Жарко стало в голове, он совсем потерял ее – голову! Он жадно целовал ее, тыкался куда-то сухими губами. Она охотно отвечала, расстегивала ему рубашку. Они упали в чашу между каменными глыбами, возились, сооружая ложе из сброшенных одежд. Мешали автоматы, в них было столько выпуклых деталей! К черту! Они сплелись в объятиях на горячей от солнца плите, скатились в ямку с водой, но даже это не отрезвило пылающие головы. Страсть бурлила, они занимались любовью по пояс в воде, дышали в бешеном темпе, судорожно ощупывали друг дружку, как будто не верили, что это они, и все происходит на самом деле…
– Все, мой милый, я утонула… – Вика смеялась, выбираясь из ямы. Он вылез вслед за ней, к нему уже тянулись тонкие руки, в которых имелась упругость и сила. Она опять к нему льнула, ласкалась, жмурилась от накатившего блаженства. Они лежали, приходя в себя, потом опять переплелись, покатились обратно в яму, которая так заменяла им постель…
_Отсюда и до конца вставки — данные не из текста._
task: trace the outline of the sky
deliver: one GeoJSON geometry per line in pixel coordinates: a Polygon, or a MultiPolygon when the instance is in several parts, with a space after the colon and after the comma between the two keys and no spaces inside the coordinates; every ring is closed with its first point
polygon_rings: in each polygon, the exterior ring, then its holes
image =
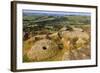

Все испортило многозначительное покашливание. Зашуршала галька. Оба вспомнили, в какую эпоху им посчастливилось жить, отпрянули друг от друга. Андрей нащупал автомат, Вика прикрылась мокрыми одеждами. Андрей осторожно высунулся. В метре от каменной чаши с печальным видом сидела на корточках Ксюша и перебирала гальку в воде. Покосилась на выросшую из-за камня голову, гордо задрала нос.
– Не понял, – пробормотал Андрей. – Это что?
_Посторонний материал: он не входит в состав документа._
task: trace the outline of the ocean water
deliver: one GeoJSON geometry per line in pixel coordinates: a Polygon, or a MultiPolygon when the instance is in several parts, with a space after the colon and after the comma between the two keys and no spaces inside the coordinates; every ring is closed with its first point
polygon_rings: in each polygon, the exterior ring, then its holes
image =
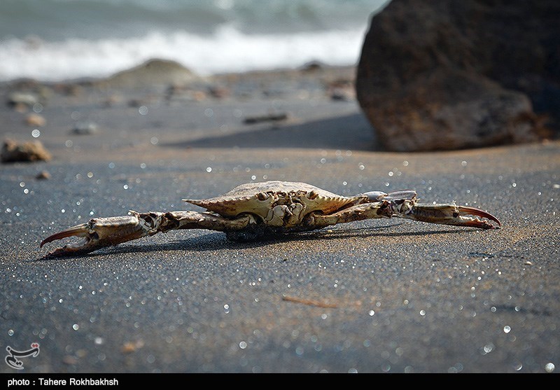
{"type": "Polygon", "coordinates": [[[104,77],[151,58],[200,74],[356,64],[389,0],[0,0],[0,81],[104,77]]]}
– Уже не узнаешь? – фыркнула девчонка.
– Ты что тут делаешь? – разозлился он.
– Рыбачу.
– Без удочки?
– Зато с червяком. – Ксюша подняла руку и продемонстрировала жирного дождевого червя, который жизнерадостно извивался и пытался укусить ее за палец. Рядом что-то хрюкнуло. Вика прикрылась джинсами и изнемогала от беззвучного хохота. Только сцен ревности им не хватало!
– Ты почему одна и без оружия? – возмутился Андрей. – Кому было сказано – никогда так не делать?
– А вы-то сами?
– А у нас вот! – Они одновременно вскинули автоматы, после чего обоим стало и смешно, и стыдно.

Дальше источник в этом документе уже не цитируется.